16 August 2013

Seasonal Recipes From The Garden



For a long time my cable provider didn't provide a PBS station.  It seemed weird, no PBS, but I learned to live it.   After changing providers, I suddenly had PBS again.   I started taping P. Allen Smith and watching his gardening show.  

Like most of those "gardening" shows, there is more looking at gardens than actual gardening going on.  Smith shows fields where he planted thousands of crocus bulbs.  I once planted 200 crocus bulbs with  two friends.  We planted for about three hours.  You do the math!  Smith has a small 600 acre farm that he keeps beautifully manicured.  Seriously, all by himself?  Well, that is the way of garden television. 

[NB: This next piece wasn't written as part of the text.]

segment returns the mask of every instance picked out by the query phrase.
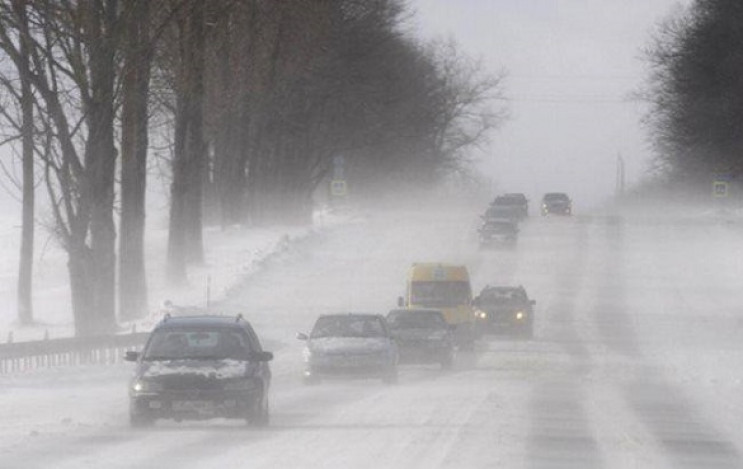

Anyway, Smith published a cookbook several years ago, Seasonal Recipes From The Garden.  Truth is I might have been more interested in the pictures of the 600 acre farm than the actual recipes and I do have a bias as Mr. P. and I share a birthday. 

Seasonal Recipes From The Garden is exactly what it bills itself as, a collection of recipes cooked from ingredients that might come out of any garden.   It is a solid, simple cookbook featuring recipes from Smith's family and from many of the chefs and cooks that he know around the Little Rock, Arkansas area where he is located.   Don't get me wrong, there is nothing wrong with solid, simple recipes.    Martha Hall Foose described recipes as being "approachable as a handshake."  "This is not a cookbook that will leave you thinking, "Wow, why didn't I think of that!"  It does offer up solid recipes with a garden flair.

On a trip to California, Smith found a merlot and pomegranate juice.  He loved it, brought it back to Arkansas, ordered more, convinced his local grocer to carry the product and then it was discontinued.  He set about to recreate that lovely flavor and turn it into a sorbet.

Pomegranate Merlot Sorbet

3 cups bottled pomegranate juice
1/4 cup fresh lemon juice
1 cu water
1 cup melot wine
1 cup sugar

   Combine all the ingredients in a medium nonreactive saucepan, and bring to a boil over medium-high heat.  Continue to boil the mixture for approximately 45 minutes, reducing it by about half to a syrup consistency.  Remove the syrup from the heat and let it cool to room temperature.

Transfer the syrup to an ice cream maker, and process according to the manufacturer's directions.

Transfer the sorbet to and airtight container and store in the freezer.  Remove the sorbet from the freezer and let stand for 10 minutes before serving.


We love sorbet and fruit and wine so this is a win win win.